Após o avanço para o tênis em parceria com o astro Roger Federer, a On busca agora seu próximo motor de crescimento. Mari Shor, analista sênior de ações da Columbia Threadneedle, afirma que esse movimento para o futebol acontece em um momento de competição cada vez mais acirrada no setor esportivo — tanto em produto quanto em marketing.
Mas o mercado do futebol é um osso duro de roer.
“O futebol é uma das categorias com a mais alta barreira de entrada, e credibilidade em desempenho não se compra só com dinheiro”, observa o analista de ações da Jefferies, Randy Konik, acrescentando que a parceria com Mbappé mostra que a On precisa “aumentar os investimentos para sustentar o crescimento”.
Na Copa do Mundo da FIFA deste verão, a Adidas patrocinou (link) 14 seleções nacionais, enquanto Nike e Puma apoiaram 12 e 11 equipes, respectivamente.
Em comunicado, a On afirmou que a tecnologia robótica LightSpray, já usada nos tênis de corrida, será uma vantagem chave na entrada no mercado de chuteiras.
A On recusou-se a revelar os termos financeiros do acordo com Mbappé, mas informou que este possui uma estrutura de dinheiro e ações.

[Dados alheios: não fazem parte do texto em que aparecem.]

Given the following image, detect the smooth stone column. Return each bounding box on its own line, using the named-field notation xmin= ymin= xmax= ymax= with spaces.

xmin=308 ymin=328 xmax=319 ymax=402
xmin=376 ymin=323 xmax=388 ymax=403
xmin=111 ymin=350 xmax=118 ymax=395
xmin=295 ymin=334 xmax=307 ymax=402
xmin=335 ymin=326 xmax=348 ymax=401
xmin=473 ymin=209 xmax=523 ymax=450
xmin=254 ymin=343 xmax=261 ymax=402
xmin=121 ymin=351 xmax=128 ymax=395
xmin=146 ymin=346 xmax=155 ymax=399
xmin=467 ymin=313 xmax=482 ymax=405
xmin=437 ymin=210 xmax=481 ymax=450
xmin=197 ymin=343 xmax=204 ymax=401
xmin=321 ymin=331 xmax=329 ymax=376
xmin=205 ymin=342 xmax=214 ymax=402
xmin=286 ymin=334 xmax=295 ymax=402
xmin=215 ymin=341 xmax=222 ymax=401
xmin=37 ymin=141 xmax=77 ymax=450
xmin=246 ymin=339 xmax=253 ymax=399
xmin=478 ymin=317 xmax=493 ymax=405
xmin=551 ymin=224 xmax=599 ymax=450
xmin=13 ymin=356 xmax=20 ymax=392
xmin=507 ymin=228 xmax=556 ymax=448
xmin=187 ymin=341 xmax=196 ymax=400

Segundo a Forbes, Federer recebeu cerca de 2,5% das ações da empresa ao sair da Nike para a On em 2019.
Sucesso ainda é incerto
A On também contratou o ex-jogador francês Thierry Henry como diretor de futebol, e suas ações listadas nos EUA caíram 0,3% na sexta-feira, em meio à volatilidade, sinalizando que investidores ainda não compraram totalmente a aposta no futebol. Com consumidores enfrentando inflação e incertezas econômicas, as vendas da marca nas Américas (mais de metade do faturamento) continuam em queda.
O analista da Morningstar, David Swartz, afirma que apesar do grande efeito publicitário trazido por Mbappé, “a questão fundamental é o custo-benefício desse acordo, que é, sem dúvida, caro”.
Analistas destacam que a parceria entre Under Armour UAA.N e o astro do basquete Stephen Curry ajudou a empresa no segmento, mas não alcançou o impacto cultural ou escala comercial da “Jordan Brand” da Nike. As empresas concordaram em encerrar a parceria em 2025 (link). Na Europa, a Under Armour também buscou espaço no futebol, mas tem encontrado enorme dificuldade contra Nike, Adidas e Puma.
“Entendemos que o caso repete Under Armour e Curry: nos mostra que só um grande atleta não garante sucesso nesse campo”, disse Randy Konik.
No entanto, o consultor independente de varejo, Bruce Winder, ressalta que assinar com Mbappé vai reforçar a credibilidade da On no futebol. Ele acrescenta que isso pode criar problemas para a Nike, cujos esforços de revitalização do negócio parecem ter perdido tração.